Open aleksmaus opened 7 months ago
Assigning this to myself for now. Will dig some more today.
Changing "numeric" strings to "text" in the input config eliminates the issue:
Input:
{
"inputs": [
{
"osquery": {
"packs": {
"a1233": {
"queries": {
"test": {
"interval": 60,
"query": "select * from uptime",
"removed": false,
"snapshot": true,
"timeout": 60
}
}
},
"test": {
"queries": {
"a12312": {
"interval": 60,
"query": "select * from uptime",
"timeout": 60
}
},
"shard": 100
}
}
}
}
]
}
Output:
{
"inputs": [
{
"osquery": {
"packs": {
"a1233": {
"queries": {
"test": {
"interval": 60,
"query": "select * from uptime",
"removed": false,
"snapshot": true,
"timeout": 60
}
}
},
"test": {
"queries": {
"a12312": {
"interval": 60,
"query": "select * from uptime",
"timeout": 60
}
},
"shard": 100
}
}
}
}
]
}
Thank you @aleksmaus 🙇
Abbreviated repro case with go-ucfg
func TestConfigBug(t *testing.T) {
var m map[string]interface{}
_ = json.Unmarshal([]byte(testConfig), &m)
cfg, _ := ucfg.NewFrom(m)
c := newConfigFrom(cfg)
m, _ = c.ToMapStr()
s, _ := json.Marshal(m)
fmt.Printf("RESULT:%s\n", string(s))
}
const testConfig = `{"a":{"12":{}}}`
Output (the length of the array is 13 == 12+1):
RESULT:{"a":[null,null,null,null,null,null,null,null,null,null,null,null,null]}
Not super familiar with go-ucfg
, but the field name is parsed into number here
https://github.com/elastic/go-ucfg/blob/main/path.go#L79
and here is where the array idx+1
is created
https://github.com/elastic/go-ucfg/blob/main/ucfg.go#L295
Another unrelated caveat
func TestConfigBug(t *testing.T) {
var m map[string]interface{}
_ = json.Unmarshal([]byte(testConfig), &m)
cfg, _ := ucfg.NewFrom(m)
c := newConfigFrom(cfg)
m, _ = c.ToMapStr()
s, _ := json.Marshal(m)
fmt.Printf("RESULT:%s\n", string(s))
}
const testConfig = `{"a":{"b12":{}}}`
Results in the output:
RESULT:{"a":{"b12":null}}
Which is not quite correct, since the it was "b12":{}
(empty object) in the input document.
the worse case
INPUT:
{"a":{"9223372036854775807":{}}}
RESULT:
panic: runtime error: makeslice: len out of range [recovered]

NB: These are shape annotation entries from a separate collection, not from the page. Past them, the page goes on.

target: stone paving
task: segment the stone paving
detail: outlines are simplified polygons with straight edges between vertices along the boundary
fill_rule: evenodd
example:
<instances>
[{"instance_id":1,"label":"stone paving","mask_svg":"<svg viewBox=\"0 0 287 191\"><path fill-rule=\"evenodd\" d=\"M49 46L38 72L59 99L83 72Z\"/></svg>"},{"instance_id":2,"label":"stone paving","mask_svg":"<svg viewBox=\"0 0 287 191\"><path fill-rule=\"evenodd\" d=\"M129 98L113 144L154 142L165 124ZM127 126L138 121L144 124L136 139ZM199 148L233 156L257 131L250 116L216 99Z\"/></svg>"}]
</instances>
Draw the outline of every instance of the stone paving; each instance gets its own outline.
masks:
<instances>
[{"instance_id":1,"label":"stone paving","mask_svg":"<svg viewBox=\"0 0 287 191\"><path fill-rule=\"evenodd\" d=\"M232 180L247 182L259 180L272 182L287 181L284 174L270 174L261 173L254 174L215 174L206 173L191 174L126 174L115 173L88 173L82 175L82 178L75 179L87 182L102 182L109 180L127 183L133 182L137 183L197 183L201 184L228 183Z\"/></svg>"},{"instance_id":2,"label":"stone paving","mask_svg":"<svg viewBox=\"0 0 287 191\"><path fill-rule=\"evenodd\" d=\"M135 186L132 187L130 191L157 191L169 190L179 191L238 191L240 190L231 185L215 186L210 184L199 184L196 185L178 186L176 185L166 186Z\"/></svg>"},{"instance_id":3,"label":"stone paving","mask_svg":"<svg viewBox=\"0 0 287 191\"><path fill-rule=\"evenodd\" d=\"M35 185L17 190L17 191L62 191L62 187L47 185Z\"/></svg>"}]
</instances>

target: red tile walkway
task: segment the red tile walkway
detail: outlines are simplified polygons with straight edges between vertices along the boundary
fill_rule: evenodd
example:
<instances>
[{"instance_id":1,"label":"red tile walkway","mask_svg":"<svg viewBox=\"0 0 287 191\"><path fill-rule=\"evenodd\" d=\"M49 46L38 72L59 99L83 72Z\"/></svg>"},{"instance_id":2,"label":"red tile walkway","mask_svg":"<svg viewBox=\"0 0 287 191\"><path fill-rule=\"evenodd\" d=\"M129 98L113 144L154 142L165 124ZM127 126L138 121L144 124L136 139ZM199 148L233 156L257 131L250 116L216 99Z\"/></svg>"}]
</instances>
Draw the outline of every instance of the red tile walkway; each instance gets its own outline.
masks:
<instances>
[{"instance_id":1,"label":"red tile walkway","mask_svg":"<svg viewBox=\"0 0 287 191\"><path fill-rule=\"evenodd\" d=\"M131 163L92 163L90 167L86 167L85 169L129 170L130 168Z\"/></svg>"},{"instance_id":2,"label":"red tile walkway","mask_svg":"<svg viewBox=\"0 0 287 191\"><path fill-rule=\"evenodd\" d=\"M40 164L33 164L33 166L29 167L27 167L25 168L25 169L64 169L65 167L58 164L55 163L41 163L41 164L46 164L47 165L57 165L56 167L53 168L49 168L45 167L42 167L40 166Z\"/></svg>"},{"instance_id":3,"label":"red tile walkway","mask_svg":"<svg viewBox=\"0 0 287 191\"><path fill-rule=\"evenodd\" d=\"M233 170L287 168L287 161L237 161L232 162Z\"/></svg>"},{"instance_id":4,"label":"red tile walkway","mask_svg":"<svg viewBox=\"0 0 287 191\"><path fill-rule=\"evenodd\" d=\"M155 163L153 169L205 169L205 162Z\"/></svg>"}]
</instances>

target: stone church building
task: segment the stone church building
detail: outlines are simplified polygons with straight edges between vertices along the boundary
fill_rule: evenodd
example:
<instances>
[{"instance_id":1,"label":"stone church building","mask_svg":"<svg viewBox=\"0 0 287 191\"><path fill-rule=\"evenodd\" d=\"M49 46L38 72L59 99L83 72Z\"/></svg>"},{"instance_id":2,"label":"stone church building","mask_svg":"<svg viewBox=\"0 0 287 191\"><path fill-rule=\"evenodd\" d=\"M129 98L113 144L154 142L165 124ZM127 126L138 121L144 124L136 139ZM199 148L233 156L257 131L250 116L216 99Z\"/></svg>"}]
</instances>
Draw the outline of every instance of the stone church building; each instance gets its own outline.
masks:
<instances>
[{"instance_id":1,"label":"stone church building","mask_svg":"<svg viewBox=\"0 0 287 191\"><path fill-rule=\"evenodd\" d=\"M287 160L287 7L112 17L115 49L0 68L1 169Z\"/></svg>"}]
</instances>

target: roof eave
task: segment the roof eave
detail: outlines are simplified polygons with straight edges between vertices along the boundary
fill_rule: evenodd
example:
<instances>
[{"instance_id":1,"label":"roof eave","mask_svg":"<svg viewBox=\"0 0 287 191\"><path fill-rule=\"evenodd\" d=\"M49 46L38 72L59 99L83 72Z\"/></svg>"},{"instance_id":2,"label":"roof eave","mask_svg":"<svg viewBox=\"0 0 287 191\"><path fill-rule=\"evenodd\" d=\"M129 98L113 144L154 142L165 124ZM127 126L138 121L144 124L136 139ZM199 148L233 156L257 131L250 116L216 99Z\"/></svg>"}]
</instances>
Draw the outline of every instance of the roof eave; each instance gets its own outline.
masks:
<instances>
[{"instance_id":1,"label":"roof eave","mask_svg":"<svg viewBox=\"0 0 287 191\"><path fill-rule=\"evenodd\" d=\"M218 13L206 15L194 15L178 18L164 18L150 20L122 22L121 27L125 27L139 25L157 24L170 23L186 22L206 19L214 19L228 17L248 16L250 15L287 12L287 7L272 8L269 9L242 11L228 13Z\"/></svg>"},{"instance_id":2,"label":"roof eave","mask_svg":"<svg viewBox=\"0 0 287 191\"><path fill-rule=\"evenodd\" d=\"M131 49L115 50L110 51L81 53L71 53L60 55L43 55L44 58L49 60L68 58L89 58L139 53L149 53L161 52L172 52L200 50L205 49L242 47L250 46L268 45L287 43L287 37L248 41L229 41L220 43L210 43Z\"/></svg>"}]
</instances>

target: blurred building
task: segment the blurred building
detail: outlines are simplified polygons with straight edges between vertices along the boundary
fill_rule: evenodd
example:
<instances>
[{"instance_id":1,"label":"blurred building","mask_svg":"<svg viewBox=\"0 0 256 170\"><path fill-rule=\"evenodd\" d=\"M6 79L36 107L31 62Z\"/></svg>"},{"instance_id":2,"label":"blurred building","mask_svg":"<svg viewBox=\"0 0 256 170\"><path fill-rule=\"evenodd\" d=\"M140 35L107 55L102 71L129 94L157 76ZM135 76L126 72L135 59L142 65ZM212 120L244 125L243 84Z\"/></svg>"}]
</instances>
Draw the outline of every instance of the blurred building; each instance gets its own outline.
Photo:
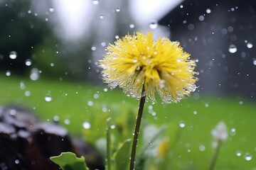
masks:
<instances>
[{"instance_id":1,"label":"blurred building","mask_svg":"<svg viewBox=\"0 0 256 170\"><path fill-rule=\"evenodd\" d=\"M187 0L159 23L198 60L200 93L255 100L255 1Z\"/></svg>"}]
</instances>

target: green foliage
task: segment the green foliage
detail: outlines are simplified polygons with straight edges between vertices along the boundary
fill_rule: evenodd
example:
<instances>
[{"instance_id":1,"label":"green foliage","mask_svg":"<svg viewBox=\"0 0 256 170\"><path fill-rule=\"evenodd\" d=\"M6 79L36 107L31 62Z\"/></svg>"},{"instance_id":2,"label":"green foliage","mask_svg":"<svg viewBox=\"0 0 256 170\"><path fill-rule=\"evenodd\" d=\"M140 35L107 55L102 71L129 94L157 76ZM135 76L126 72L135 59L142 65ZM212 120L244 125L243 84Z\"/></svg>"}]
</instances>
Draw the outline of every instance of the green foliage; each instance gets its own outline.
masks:
<instances>
[{"instance_id":1,"label":"green foliage","mask_svg":"<svg viewBox=\"0 0 256 170\"><path fill-rule=\"evenodd\" d=\"M123 141L132 137L138 101L127 97L119 90L107 91L105 86L59 80L39 79L33 81L14 74L7 77L4 72L0 72L0 82L1 106L23 106L43 121L52 121L58 115L61 125L73 135L82 134L84 140L95 146L104 157L107 118L112 117L112 123L115 125L111 129L112 159ZM26 85L25 89L20 88L21 82ZM30 96L24 95L26 91L31 92ZM53 98L50 102L44 99L47 94ZM95 98L95 94L98 97ZM89 101L93 104L88 105ZM222 145L215 169L253 169L255 110L255 103L241 98L201 96L194 99L192 96L168 106L147 103L142 124L142 130L145 130L139 139L137 155L143 150L142 145L151 140L144 137L151 132L146 130L149 126L154 126L156 132L163 125L166 129L144 154L149 156L144 159L144 169L207 169L215 150L210 132L220 121L226 124L229 136ZM70 124L65 123L65 119ZM90 128L82 127L85 121L90 123ZM241 153L240 157L237 156L237 152ZM245 159L247 153L252 156L251 161Z\"/></svg>"},{"instance_id":2,"label":"green foliage","mask_svg":"<svg viewBox=\"0 0 256 170\"><path fill-rule=\"evenodd\" d=\"M63 170L89 170L85 157L78 158L72 152L63 152L59 156L50 157L50 159Z\"/></svg>"},{"instance_id":3,"label":"green foliage","mask_svg":"<svg viewBox=\"0 0 256 170\"><path fill-rule=\"evenodd\" d=\"M114 154L114 169L129 169L131 140L127 140Z\"/></svg>"}]
</instances>

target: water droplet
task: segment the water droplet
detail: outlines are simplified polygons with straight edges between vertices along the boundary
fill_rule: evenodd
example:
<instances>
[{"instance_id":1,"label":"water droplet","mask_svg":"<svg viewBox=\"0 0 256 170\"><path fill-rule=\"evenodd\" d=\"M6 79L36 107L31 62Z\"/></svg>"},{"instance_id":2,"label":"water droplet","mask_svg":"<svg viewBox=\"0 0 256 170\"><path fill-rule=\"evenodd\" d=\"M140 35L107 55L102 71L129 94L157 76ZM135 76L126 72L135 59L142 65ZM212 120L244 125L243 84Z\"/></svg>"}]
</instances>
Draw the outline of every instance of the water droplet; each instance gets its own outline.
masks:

panic: runtime error: makeslice: len out of range
INPUT:
{"a":{"9223372036854":{}}}
RESULT:
runtime: out of memory: cannot allocate 147573956411392-byte block (3833856 in use)
fatal error: out of memory
Made some changed in go-ucfg lib in order to address the issues above, PR is open for review.
Testing the change further with the agent and beats. Another place where it breaks is on the beats configuration parsing side: after the agent picked up the "workaround" and sends the correct configuration to the beats, the beats configuration parsing code breaks until go-ucfg and elastic-agent-libs changes are picked up.
Beats generates the config here: https://github.com/elastic/beats/blob/main/x-pack/libbeat/management/generate.go#L156
using elastic-agent-libs
conf.NewConfigFrom
https://github.com/elastic/elastic-agent-libs/blob/473983911d7c78e57bf30af91f66f5bca50d0a59/config/config.go#L81
where the config options are hardcoded
https://github.com/elastic/elastic-agent-libs/blob/473983911d7c78e57bf30af91f66f5bca50d0a59/config/config.go#L44
So it looks like the final scope of the update, if we start with go-ucfg, would include:
After applying the change to elastic-agent-libs
to call the newly added ucfg.EnableNumKeys(true)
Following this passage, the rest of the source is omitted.